You’ve probably heard about the power of compounding interest, where the money you earn from interest is put back into investments to earn even more money. Yet, there’s so much conflicting advice around investing for retirement, it’s easy to be inundated with all your choices.
The reality is, however, much simpler. Here’s how you shouldn’t save for retirement, and here’s how you should save for retirement.
==>Loaded Mutual Funds vs. No-Load Mutual Funds
A loaded mutual fund is basically a fund that charges a commission fee, which goes to paying the marketing department that brought you in as a customer. The fee is generally about 1%.
No big deal, right? It’s just 1%. But don’t forget, you’re still paying the same fees that you pay to all mutual funds for managing your money, which is also around 1%.
So now you’re out 2%. So if you’re earning 9% annual interest, now you’re earning 7%. And that’s before taxes and inflation, so in reality you’re probably earning more like 5% interest.
If you actually look at compound interest tables, you’ll quickly find that the difference between loaded mutual funds and no load funds is huge when you look at 20 to 40 year compounds.
Here’s the kicker: Statistically, there is no advantage to loaded mutual funds. They don’t perform any better than other funds.
==>Can a Mutual Fund Get Higher Than Market Returns?
The whole draw of a mutual fund over an index fund is that mutual funds are actively managed, with money managers reviewing and picking stocks they believe will perform better than the general market.
But again, statistically, less than 95% of all mutual funds are actually able to beat the market. The chances of you investing with one of the 5% are very, very slim.
What makes it even tougher is that statistically, past performance has no correlation to future success. That means even if you look at a list of the top performing mutual funds of the last 5 years, that doesn’t mean the fund will perform any better than the market over the next 5 years.
==>The Big Pitfall: Fad Funds
In 1999, the “fad funds” were tech and telecom funds that were just taking off. Everyone wanted a piece of the internet and funds sprang up everywhere promising to make millionaires. Of course, the bubble burst and everyone lost their shirts.
Today, Brazil Russia India China (BRIC) funds are very popular, especially with the US market in a recession. So are commodities like gold and silver.

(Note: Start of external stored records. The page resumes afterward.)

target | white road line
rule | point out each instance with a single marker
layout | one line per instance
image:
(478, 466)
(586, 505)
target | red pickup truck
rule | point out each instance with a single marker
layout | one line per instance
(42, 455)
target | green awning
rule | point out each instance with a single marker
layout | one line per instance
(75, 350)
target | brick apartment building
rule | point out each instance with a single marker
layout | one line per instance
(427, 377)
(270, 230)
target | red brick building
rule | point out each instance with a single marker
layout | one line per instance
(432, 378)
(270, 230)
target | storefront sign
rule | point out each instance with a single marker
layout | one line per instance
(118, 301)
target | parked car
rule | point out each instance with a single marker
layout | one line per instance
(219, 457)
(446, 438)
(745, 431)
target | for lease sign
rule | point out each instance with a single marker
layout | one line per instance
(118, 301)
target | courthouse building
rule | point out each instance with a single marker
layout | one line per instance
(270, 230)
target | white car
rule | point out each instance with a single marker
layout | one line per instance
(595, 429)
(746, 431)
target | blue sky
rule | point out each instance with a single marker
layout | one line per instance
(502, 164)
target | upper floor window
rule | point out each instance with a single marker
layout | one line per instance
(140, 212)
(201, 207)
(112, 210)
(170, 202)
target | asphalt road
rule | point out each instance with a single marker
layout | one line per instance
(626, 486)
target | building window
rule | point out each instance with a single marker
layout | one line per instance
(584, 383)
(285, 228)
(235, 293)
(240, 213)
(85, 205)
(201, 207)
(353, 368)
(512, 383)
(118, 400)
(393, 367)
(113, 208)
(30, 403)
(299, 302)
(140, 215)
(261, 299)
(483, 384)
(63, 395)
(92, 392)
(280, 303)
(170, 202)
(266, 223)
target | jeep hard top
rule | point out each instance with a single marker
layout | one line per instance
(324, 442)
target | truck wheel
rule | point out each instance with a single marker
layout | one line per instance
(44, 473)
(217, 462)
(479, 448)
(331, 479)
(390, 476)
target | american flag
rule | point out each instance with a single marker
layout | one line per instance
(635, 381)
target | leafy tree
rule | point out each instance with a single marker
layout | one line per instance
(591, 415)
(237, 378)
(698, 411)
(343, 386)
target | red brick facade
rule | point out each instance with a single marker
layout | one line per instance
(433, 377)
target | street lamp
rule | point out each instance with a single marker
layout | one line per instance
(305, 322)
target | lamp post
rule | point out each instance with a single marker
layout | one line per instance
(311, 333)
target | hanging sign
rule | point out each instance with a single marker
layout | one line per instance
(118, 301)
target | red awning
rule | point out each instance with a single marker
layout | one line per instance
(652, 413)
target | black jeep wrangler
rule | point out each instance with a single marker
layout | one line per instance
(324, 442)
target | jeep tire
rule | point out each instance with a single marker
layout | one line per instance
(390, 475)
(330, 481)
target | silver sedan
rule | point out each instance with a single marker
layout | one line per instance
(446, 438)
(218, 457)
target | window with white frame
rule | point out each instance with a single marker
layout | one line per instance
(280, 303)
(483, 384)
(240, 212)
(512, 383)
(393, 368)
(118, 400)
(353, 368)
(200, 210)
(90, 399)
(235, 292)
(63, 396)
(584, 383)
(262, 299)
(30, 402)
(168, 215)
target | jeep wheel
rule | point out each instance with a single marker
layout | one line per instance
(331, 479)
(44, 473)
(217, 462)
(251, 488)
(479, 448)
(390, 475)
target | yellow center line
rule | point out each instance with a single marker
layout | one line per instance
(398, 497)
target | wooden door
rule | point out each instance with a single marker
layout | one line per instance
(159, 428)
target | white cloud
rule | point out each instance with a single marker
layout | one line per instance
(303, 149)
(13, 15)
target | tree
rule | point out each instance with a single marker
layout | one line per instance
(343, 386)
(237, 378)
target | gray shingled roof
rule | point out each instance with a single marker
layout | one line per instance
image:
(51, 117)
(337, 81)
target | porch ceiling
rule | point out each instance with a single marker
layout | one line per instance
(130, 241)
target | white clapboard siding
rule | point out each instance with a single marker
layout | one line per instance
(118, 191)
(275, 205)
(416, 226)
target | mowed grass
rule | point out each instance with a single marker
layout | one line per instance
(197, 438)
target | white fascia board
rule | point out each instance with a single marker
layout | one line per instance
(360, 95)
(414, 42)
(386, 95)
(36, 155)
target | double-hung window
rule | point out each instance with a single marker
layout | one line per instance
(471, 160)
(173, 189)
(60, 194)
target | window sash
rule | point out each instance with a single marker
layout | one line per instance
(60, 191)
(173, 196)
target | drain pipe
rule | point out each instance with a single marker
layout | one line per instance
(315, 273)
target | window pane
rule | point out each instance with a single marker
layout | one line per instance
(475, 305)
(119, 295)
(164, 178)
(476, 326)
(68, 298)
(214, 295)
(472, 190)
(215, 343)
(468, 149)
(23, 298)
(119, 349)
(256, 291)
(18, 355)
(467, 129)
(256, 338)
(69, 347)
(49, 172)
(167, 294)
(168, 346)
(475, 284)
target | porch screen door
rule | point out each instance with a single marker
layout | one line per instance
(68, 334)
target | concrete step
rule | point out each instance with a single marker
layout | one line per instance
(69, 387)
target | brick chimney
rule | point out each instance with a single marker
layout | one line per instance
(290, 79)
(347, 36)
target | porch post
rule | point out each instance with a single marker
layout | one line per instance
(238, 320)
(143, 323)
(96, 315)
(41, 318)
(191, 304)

Whether these will pan out or not in the long run is still up in the air; but investors who were drawn to BRIC funds due to a few years of 12%+ performance are probably going to be disappointed in the long run.
==>So What’s the Investment Answer?
So if new funds popping up aren’t really the answer, mutual funds statistically can’t beat the market and past performance can’t help find the few mutual funds that’ll beat the market, what’s the answer?
If you want a safe bet, to make sure you’re saving enough money to retire on with investments that’ll almost definitely increase in value, then invest in index funds. You’ll probably want a split of mostly stocks, with 20% to 40% bonds to hedge against the risk of stocks dropping.
This will give you a very safe retirement, statistically almost guaranteed income with very small chance of losing your money because a money manager made a poor decision. It’s not as appealing as trying to make a lot of money by beating the market, but statistically speaking it’s your absolute best chance of retiring with compounded wealth.